Numerical and experimental analysis on the helicopter rotor dynamic load controlled by the actively trailing edge flap

Abstract

Reducing the rotor dynamic load is an important issue to improve the performance and reliability of a helicopter. The control mechanism of the actively controlled flap (ACF) on the rotor dynamic load is numerically and experimentally investigated by a 3-blade helicopter rotor in this paper. In the aero-elastic numerical approach, the complex motion of the rotor such as the stretching, bending, torsion and pitching of the blade including the deflection of the ACF are all taken into consideration in the structural formulation. The aerodynamic solution adopted the vortex lattice method combined with the free wake model, in which the influence of ACF on the free wake and the aerodynamic load on the blade is taken into account as well. While the experimental method of measuring hub loads and acoustic was accomplished by a rotor rig in a wind tunnel. The result shows that the 3/rev ACF actuation can reduce the 3ω hub load by more than 50% at maximum, which is significantly better than the 4/rev control.

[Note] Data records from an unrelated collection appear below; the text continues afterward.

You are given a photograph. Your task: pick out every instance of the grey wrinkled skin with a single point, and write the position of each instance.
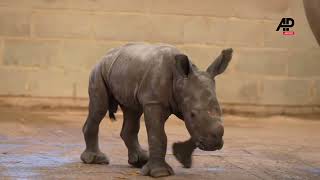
(157, 81)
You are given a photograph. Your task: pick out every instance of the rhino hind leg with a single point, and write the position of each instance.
(137, 157)
(98, 107)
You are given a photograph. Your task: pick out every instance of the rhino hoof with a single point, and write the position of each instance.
(157, 169)
(94, 158)
(138, 159)
(182, 154)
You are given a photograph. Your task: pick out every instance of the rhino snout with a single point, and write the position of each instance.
(212, 142)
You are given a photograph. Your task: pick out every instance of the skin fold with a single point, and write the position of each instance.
(157, 81)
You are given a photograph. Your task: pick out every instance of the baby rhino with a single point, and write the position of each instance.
(157, 81)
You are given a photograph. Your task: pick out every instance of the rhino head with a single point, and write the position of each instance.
(195, 92)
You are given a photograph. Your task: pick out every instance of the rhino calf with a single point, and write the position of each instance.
(157, 81)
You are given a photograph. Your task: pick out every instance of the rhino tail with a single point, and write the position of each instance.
(113, 107)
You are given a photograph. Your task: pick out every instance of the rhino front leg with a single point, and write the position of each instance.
(155, 117)
(137, 156)
(98, 107)
(183, 152)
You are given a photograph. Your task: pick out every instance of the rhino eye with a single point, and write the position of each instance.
(193, 115)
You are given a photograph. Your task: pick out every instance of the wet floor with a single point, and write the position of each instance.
(46, 144)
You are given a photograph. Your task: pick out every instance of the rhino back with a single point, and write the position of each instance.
(141, 73)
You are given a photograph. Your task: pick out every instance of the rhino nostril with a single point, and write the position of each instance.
(220, 131)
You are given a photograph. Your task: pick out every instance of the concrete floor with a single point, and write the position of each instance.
(46, 144)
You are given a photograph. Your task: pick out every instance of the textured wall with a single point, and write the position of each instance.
(47, 47)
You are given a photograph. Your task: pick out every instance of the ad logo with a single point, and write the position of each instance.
(286, 24)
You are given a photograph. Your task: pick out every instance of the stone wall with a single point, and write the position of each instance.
(47, 47)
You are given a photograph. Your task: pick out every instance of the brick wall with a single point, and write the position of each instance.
(47, 47)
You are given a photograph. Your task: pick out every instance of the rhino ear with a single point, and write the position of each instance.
(221, 63)
(183, 64)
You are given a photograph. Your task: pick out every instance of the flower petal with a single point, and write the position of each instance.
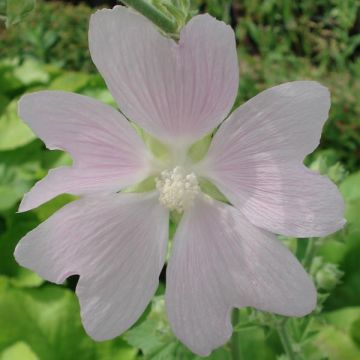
(220, 261)
(116, 243)
(171, 90)
(255, 160)
(106, 150)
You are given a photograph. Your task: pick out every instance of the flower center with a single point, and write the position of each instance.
(177, 188)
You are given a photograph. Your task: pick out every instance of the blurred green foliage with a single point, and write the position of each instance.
(278, 41)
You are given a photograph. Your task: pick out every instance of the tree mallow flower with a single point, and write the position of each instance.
(223, 255)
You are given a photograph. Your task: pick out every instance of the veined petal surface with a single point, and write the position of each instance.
(256, 161)
(220, 261)
(116, 243)
(175, 91)
(106, 151)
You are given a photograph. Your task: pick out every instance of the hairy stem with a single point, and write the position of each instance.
(310, 253)
(154, 15)
(285, 338)
(235, 338)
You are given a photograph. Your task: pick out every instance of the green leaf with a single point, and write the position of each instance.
(19, 350)
(13, 131)
(19, 168)
(70, 81)
(198, 150)
(18, 226)
(16, 10)
(154, 337)
(350, 187)
(336, 345)
(48, 321)
(31, 72)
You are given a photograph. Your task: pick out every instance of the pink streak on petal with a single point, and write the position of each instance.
(106, 150)
(255, 160)
(116, 243)
(220, 261)
(171, 90)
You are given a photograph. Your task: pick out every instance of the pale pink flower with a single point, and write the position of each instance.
(223, 256)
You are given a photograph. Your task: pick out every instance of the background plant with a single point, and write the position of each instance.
(278, 41)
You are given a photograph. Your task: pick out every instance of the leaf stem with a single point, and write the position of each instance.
(235, 338)
(310, 253)
(154, 15)
(285, 338)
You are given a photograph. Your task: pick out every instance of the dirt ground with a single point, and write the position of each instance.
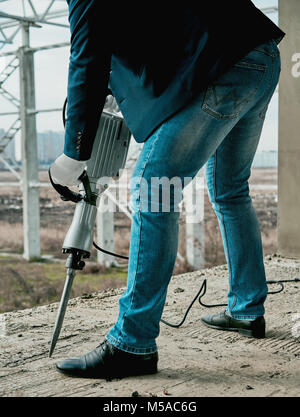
(194, 361)
(18, 277)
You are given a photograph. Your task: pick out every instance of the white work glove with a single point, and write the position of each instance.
(66, 170)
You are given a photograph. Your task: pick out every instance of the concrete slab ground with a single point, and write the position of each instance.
(195, 361)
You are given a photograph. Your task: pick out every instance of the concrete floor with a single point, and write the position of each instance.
(195, 361)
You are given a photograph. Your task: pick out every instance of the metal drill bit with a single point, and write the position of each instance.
(62, 308)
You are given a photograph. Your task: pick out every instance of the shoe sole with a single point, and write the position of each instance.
(243, 332)
(107, 377)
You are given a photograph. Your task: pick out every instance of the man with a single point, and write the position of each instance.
(193, 83)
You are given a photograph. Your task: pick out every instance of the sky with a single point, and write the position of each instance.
(51, 74)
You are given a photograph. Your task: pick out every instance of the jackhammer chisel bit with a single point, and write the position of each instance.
(62, 308)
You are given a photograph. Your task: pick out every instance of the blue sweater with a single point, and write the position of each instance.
(154, 59)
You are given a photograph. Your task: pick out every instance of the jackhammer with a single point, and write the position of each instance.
(108, 157)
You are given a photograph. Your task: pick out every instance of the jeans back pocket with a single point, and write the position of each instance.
(226, 97)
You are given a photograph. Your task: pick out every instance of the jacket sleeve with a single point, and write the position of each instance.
(88, 76)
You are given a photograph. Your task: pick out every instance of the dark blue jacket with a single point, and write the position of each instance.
(155, 59)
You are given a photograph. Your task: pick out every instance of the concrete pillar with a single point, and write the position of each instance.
(194, 226)
(31, 207)
(289, 131)
(105, 232)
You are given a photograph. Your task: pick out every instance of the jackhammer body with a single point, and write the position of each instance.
(108, 157)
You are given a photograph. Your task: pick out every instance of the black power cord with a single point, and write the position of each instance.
(203, 290)
(203, 287)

While 4/rev has greater potential to reduce blade vortex interaction (BVI) loads than 3/rev with µ = 0.15. Further mechanistic analysis shows that by changing the phase difference between the dynamic load on the flap and the rest of the blade, the peak load on the whole blade can be improved, thus achieving effective control of the hub dynamic load, the flap reaches the minimum angle of attack at 90∘–100∘ azimuth under best control condition; when the BVI load is perfectly controlled, the flap reaches the minimum angle of attack at 140∘ azimuth, and by changing the circulation of the wake, the intensity of BVI in the advancing side is improved. Moreover, an interesting finding in the optimal control of noise and vibration is that an overlap point exists on the motion patterns of the flap with different frequencies.